I’m chuffed as all heck to report it’s finished--yay! And the manuscript is now with a couple of beta-readers while I immerse myself in synopsis hell and take a hike across the blurb badlands etc., in preparation for jumping on the query treadmill. (Should have sent out a purple prose warning for that last bit, huh? Sorry.)

And now I have a dilemma. You see, I’m a habitual industry blog reader. So a couple of months back, when my work-in-progress was in its infancy, I spotted a list of agent or editor (can’t remember which, now) pet hates. And to my chagrin, what did I see on the list? Something like, “Do not begin the opening scene of your story with the hero or heroine having a dream.”

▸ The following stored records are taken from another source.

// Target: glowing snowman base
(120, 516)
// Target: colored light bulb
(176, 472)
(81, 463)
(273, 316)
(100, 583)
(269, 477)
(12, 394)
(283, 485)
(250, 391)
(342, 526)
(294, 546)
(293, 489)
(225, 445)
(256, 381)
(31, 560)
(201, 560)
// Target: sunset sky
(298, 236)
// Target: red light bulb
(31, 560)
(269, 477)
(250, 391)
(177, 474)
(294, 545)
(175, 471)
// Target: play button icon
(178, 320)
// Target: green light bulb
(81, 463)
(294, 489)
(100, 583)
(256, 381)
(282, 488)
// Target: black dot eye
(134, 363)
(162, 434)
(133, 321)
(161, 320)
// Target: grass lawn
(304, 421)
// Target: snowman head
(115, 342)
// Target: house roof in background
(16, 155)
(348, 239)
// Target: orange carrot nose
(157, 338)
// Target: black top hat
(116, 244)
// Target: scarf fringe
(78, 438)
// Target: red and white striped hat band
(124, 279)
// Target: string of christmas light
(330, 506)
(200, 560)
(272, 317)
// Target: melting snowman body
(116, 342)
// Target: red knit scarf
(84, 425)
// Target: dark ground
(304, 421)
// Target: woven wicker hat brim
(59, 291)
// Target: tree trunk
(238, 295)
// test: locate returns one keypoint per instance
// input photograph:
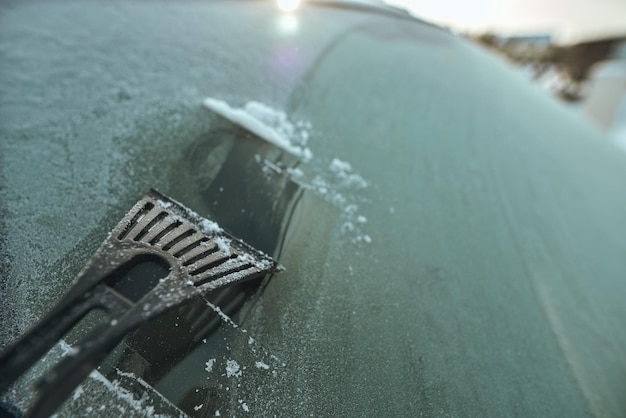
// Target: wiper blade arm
(193, 254)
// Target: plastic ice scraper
(159, 235)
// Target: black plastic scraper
(195, 256)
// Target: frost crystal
(233, 369)
(209, 365)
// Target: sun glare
(288, 5)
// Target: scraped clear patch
(267, 123)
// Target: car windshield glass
(448, 234)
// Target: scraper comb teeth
(199, 248)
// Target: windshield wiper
(159, 256)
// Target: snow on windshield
(335, 182)
(267, 123)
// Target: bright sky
(568, 20)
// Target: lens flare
(288, 5)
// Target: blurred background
(574, 49)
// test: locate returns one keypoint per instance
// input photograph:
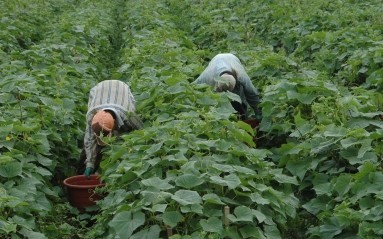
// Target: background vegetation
(315, 170)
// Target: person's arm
(91, 150)
(251, 94)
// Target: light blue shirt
(110, 95)
(227, 62)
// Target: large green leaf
(187, 197)
(124, 223)
(10, 169)
(172, 218)
(188, 181)
(212, 224)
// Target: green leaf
(212, 198)
(231, 181)
(157, 183)
(151, 233)
(187, 197)
(172, 218)
(11, 169)
(343, 184)
(124, 223)
(259, 215)
(243, 214)
(366, 146)
(251, 232)
(188, 181)
(213, 224)
(154, 148)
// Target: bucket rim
(93, 176)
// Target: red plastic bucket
(81, 190)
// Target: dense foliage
(194, 171)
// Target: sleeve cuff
(89, 165)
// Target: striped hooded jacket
(114, 96)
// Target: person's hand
(88, 172)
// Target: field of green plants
(194, 171)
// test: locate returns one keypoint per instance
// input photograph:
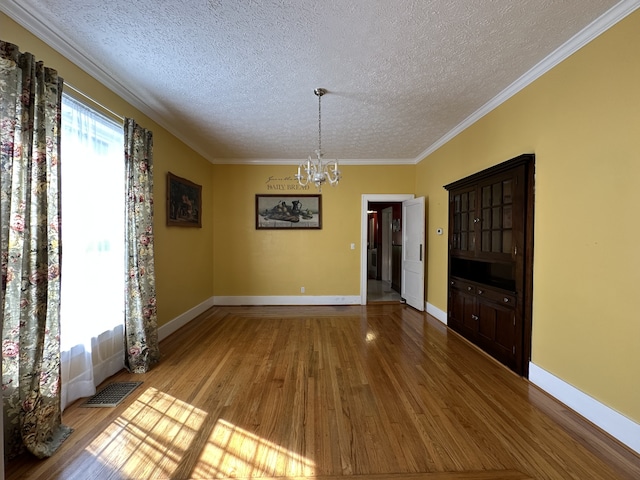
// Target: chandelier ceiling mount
(316, 170)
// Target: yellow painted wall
(276, 262)
(582, 120)
(183, 255)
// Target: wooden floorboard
(370, 392)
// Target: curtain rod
(87, 97)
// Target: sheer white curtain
(93, 263)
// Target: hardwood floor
(381, 391)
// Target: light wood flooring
(377, 392)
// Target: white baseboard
(624, 429)
(181, 320)
(437, 313)
(289, 300)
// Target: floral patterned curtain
(30, 253)
(141, 325)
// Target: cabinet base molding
(436, 313)
(615, 424)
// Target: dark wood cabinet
(491, 258)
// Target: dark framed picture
(287, 212)
(184, 202)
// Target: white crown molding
(575, 43)
(296, 162)
(38, 26)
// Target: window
(93, 264)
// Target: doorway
(377, 249)
(384, 252)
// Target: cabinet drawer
(496, 296)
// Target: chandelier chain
(316, 170)
(319, 122)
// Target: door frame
(366, 198)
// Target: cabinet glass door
(464, 221)
(496, 210)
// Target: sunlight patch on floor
(150, 438)
(234, 452)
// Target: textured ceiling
(235, 79)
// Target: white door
(413, 252)
(385, 256)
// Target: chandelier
(316, 169)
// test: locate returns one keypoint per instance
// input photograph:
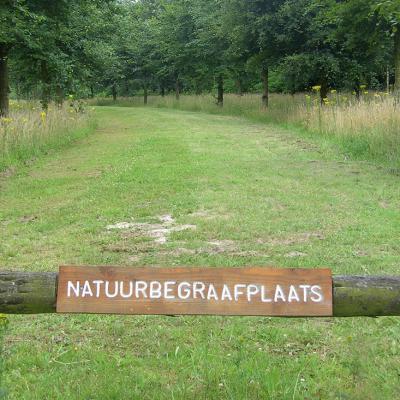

Mmm. Me, being me, that is, woefully insecure, and for the most part convinced that my writing blows chunks despite contest wins and yanno, actually having four books published, I immediately opened up my manuscript and changed the beginning.

I mean, why wouldn’t I? Who’s gonna risk an “Oh God. She started the bloody story with a bloody dream sequence. Epic fail. Where the hell is my form rejection letter?” In my defense, that dream bit is significant, though, so I used it to kick off Chapter 2. (And of course I did save the original beginning, because I am that writer who has multiple versions of her manuscripts saved in folders on her computer, *g*.)

So what’s the problem? I hear you asking. Well, the problem is that my beta-readers think the opening chapter is pretty good. But what really sucked them into the story and made them go, “Oooh! Oooh! Now you’ve got me on the edge of my seat!” is—you guessed it—Chapter 2. With the dream scene. And, opinionated readers that they are, they reckon I should go with my first instincts, and go with my original beginning.


Am I shooting myself in the foot by starting off a story with an industry professional’s “pet hate”? Must be one that really irks them if they cared enough to blog about it, right?

Or do I put on my big-girl panties (in my case they’re Thunderpants, because they don’t go up your bum, and when you spending as much time sitting down as I do, a g-string almost requires surgical removal from your butt-cheeks) and go, “Sod it. I’m going with my instincts. So there!”

Your feedback, as always, is precious to me! So feel free to have at it.



Trisha said...

If there dream is something significant, i.e. a premonition, or a memory of some dramatic crappy past event...why not? And if Stephenie Meyer did it, why can't you? :P I mean, she did hers with book 2, but still...

Gail Hart said...

Oh geeze, Maree, that's a tough one. Have these betas given you good advice before? How much do you trust their judgment?

I came across the same freaking list recently, and the opening I wanted to use in a "just for fun" project (will probably be self-published) was on it too. While I was deciding whether to make a change, I read a recent book in the Harlequin line I'm targeting with my main wip that used my exact opening. So I'm keeping it

Jennifer L Hart said...

Maree my dear, you have to write the story you love. If there is any way to write it without said element you can try to reopen the book like that but the old one woman's trash is another's keeper seems to apply here. Yes, agents are weary, bleary and leery, but you just never know.

I opened Who Needs A Hero? with my heroine walking in on her fiance in bed with another woman. It's been done a million times because woman can relate to it. Same goes with dreaming. Go with your gut, not what you think you should do. Just my 2 cents.

Saranna DeWylde said...

I agree. One agent's or editor's pet peeve isn't going to be everyone's. You have to write the story that's there. It may sell, it may not. But that's the case with everything anyone writes.